The giant magnetoresistance (GMR) was investigated for electrodeposited Co/Cu multilayers. In order to better understand the formation of individual layers and their influence on GMR, multilayers produced by two different deposition strategies were compared. One series of Co(2 nm)/Cu(tCu) multilayers with tCu ranging from 0.5 nm to 6 nm was produced with the conventional two-pulse plating by using a galvanostatic/potentiostatic (G/P) pulse combination for the magnetic/non-magnetic layer deposition, respectively, whereby the Cu layer deposition was carried out at the electrochemically optimized potential. Another Co(2 nm)/Cu(tCu) multilayer series with the same tCu range was prepared with the help of a G/P/G pulse combination. In this latter case, first a bilayer of Co(2 nm)/Cu(6 nm) was deposited in each cycle as in the G/P mode after which a third G pulse was applied with a small anodic current to dissolve part of the 6 nm thick Cu layer in order to ensure the targeted tCu value.

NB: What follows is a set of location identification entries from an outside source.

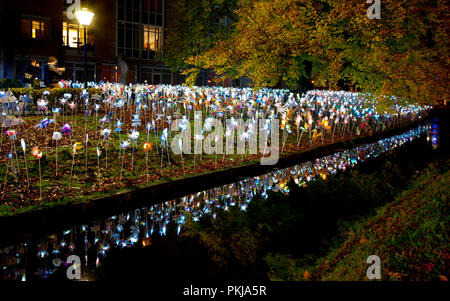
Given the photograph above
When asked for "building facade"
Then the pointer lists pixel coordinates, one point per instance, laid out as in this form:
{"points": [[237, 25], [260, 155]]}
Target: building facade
{"points": [[127, 30]]}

The comparison of the two series revealed that the G/P/G pulse combination yields multilayers for which GMR can be obtained even at such low nominal Cu layer thicknesses where G/P multilayers already exhibit bulk-like anisotropic magnetoresistance only. Surface roughness measurements by atomic force microscopy revealed that the two kinds of pulse combination yield different surface roughness values which correlate with the structural quality of the multilayers as indicated by the absence or presence of multilayer satellite reflections in the X-ray diffraction patterns. A separation of the superparamagnetic (SPM) contribution from the total observed GMR provided useful hints at the understanding of differences in layer formation between samples prepared with the two kinds of pulse combination. The results of multilayer chemical analysis revealed that mainly an increased Cu content of the magnetic layer is responsible for the onset of SPM regions in the form of Co segregations in the G/P/G multilayers with small Cu layer thicknesses. Magnetization measurements provided coercive force and remanence data which gave further support for the above interpretation of the GMR data.